A sex equality response to Dobbs would engage today’s fights while looking ahead to tomorrow’s possibly urgent needs.
Pro-sex-equality state law decisions might even foster social movement conditions supportive of an intersectional Equal Rights Amendment.
Nor is that all a legal sex equality response to Dobbs has to recommend it over and above autonomy-based alternatives. It would also protect LGBTQ people at the same time, and not only when they’re pregnant.
The gender politics of marriage have dramatically changed since the days when Phyllis Schlafly tried stopping the Equal Rights Amendment by arguing that it might protect lesbian and gay rights, including marriage rights. In step with those changes is a recent Supreme Court case written by Justice Neil Gorsuch, Bostock v. Clayton County, which declared federal statutory protections against sex discrimination barred anti-LGBTQ discrimination in employment.
Dobbs hints the Court may abandon Bostock as constitutional law. If it does, the Court may not afford constitutional sex equality rights to LGBTQ people, also leaving certain forms of anti-trans discrimination in the constitutional lurch.
What’s more, Dobbs’ legal rationale for eliminating abortion rights—conservative originalist arguments about constitutional text, history, and tradition—applies to established LGBTQ rights, including rights to consensual intimacies and marriage.
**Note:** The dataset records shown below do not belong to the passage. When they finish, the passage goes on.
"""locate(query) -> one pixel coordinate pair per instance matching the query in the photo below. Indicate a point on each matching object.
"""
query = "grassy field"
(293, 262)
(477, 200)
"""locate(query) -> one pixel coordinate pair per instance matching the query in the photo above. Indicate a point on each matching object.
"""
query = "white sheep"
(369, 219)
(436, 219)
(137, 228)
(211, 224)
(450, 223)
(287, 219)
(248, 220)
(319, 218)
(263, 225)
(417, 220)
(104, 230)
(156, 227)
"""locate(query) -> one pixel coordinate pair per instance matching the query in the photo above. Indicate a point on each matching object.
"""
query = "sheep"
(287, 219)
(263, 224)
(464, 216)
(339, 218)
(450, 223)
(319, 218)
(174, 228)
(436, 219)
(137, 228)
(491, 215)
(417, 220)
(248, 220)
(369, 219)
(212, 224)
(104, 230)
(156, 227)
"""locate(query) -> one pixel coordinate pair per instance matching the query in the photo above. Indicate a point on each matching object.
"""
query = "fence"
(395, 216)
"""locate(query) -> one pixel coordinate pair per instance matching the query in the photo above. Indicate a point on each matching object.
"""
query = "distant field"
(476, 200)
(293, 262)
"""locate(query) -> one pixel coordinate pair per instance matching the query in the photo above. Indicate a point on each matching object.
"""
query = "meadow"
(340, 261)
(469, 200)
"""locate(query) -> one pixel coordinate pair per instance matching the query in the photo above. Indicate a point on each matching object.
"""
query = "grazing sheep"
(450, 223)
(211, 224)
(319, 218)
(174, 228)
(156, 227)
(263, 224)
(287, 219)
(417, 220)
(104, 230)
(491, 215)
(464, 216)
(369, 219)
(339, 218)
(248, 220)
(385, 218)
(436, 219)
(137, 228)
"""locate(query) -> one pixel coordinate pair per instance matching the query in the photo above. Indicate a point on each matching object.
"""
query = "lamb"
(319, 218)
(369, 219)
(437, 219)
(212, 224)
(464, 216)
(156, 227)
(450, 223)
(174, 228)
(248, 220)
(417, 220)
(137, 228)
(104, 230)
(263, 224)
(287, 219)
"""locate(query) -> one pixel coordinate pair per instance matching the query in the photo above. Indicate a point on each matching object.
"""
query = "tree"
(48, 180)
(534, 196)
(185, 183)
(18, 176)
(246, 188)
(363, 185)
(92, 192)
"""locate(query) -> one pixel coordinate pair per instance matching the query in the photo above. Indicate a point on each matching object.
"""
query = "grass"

The danger is serious enough we now have “The Respect for Marriage Act,” a bipartisan federal law protecting aspects of the right to marry—though not requirements for allowing same-sex marriage under state constitutional law.
New post-Dobbs sex equality equal rights amendments would help fill the gap at the state level, as could amendments—or judicial interpretations—clarifying, and perhaps extending, the meaning and scope of existing sex equality constitutional protections in the majority of states that already have them.
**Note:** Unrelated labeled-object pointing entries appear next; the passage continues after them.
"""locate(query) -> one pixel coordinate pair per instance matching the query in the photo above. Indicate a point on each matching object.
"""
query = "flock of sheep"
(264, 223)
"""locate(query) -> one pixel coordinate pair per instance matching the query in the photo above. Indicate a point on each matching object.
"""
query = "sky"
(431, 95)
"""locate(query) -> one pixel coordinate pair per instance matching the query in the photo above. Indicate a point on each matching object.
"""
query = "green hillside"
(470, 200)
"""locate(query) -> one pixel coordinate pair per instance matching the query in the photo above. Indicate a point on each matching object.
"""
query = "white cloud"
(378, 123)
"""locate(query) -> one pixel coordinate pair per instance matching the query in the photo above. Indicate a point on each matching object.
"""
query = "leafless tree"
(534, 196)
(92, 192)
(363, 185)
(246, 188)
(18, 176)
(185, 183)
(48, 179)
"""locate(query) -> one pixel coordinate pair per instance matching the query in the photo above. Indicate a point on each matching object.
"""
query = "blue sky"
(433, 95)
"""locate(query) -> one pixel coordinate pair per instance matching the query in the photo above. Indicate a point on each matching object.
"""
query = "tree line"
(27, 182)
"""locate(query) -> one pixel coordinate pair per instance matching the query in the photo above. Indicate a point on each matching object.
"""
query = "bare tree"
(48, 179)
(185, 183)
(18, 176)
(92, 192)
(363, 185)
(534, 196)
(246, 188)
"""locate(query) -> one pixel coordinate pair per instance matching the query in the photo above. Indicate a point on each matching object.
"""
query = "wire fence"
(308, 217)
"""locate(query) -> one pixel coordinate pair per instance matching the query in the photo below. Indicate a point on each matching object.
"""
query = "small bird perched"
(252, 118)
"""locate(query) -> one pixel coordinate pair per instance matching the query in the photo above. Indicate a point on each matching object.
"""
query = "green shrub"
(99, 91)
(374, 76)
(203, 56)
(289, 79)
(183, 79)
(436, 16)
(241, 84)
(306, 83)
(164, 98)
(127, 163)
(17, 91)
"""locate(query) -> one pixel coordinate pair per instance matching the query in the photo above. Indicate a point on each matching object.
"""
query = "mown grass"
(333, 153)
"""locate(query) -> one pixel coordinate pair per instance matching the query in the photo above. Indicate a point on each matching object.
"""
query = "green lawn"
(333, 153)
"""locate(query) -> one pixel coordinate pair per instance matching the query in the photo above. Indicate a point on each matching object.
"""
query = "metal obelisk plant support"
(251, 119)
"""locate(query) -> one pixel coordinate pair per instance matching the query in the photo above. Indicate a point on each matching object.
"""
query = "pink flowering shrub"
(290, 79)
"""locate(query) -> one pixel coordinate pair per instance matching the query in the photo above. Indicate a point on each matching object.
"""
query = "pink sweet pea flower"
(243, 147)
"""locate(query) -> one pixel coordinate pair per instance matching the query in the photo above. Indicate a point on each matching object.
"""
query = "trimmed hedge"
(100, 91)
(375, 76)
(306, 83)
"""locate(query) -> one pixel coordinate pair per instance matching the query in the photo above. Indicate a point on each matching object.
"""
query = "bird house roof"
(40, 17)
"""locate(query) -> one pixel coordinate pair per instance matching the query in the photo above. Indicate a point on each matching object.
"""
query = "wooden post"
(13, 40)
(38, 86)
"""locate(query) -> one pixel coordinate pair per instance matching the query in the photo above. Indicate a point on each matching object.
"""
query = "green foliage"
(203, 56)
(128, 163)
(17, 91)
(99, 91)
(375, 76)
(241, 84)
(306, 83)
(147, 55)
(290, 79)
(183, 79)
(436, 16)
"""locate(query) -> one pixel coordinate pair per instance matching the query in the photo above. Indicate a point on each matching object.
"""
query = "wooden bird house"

And the benefits don’t stop there.
As background, the Dobbs litigation featured compelling arguments for preserving federal constitutional abortion rights based on the realities and needs of pregnant people living lives of interlocking social inequalities. Dobbs skated over those arguments, but they suggest how new state-level constitutional sex equality rules could function as legal tools by which to secure recognition of intersectional equality under law, in and beyond the reproductive rights setting.
As progressive constitutionalist hopes and dreams sunset at the Supreme Court, new intersectional sex equality decisions under state law could operate as constitution-in-exile. They might eventually be scaled to transform federal constitutional law, opening back up, say, the unrealized equality promises of the Reconstruction Amendments. Pro-sex-equality state law decisions might even foster social movement conditions supportive of an intersectional ERA. Meantime, state constitutional sex equality amendments—or interpretations of existing state ERAs—could yield concrete innovations that would make real differences in real people’s lives in a moment of pressing need.
Last, but not least, sex equality state constitutional amendments calling Dobbs out for being both the sexist and anti-freedom ruling that it is would produce broader political benefits. In some places, they might for the first time summon progressive statewide political coalitions into being and action, with statewide and potentially regional and national effects. These coalitions, in themselves, would help prove that, after Dobbs, the American people remain deeply committed to individual and group-based sex equality under law, and that those sex equality commitments now include support for LGBTQ rights and intersectional equality.
Pro-choice advocates considering state constitutional reforms should consider meeting the old-school sexism that Dobbs embodies and unleashes, and politically and legally empowers, head-on in directly anti-sexist terms.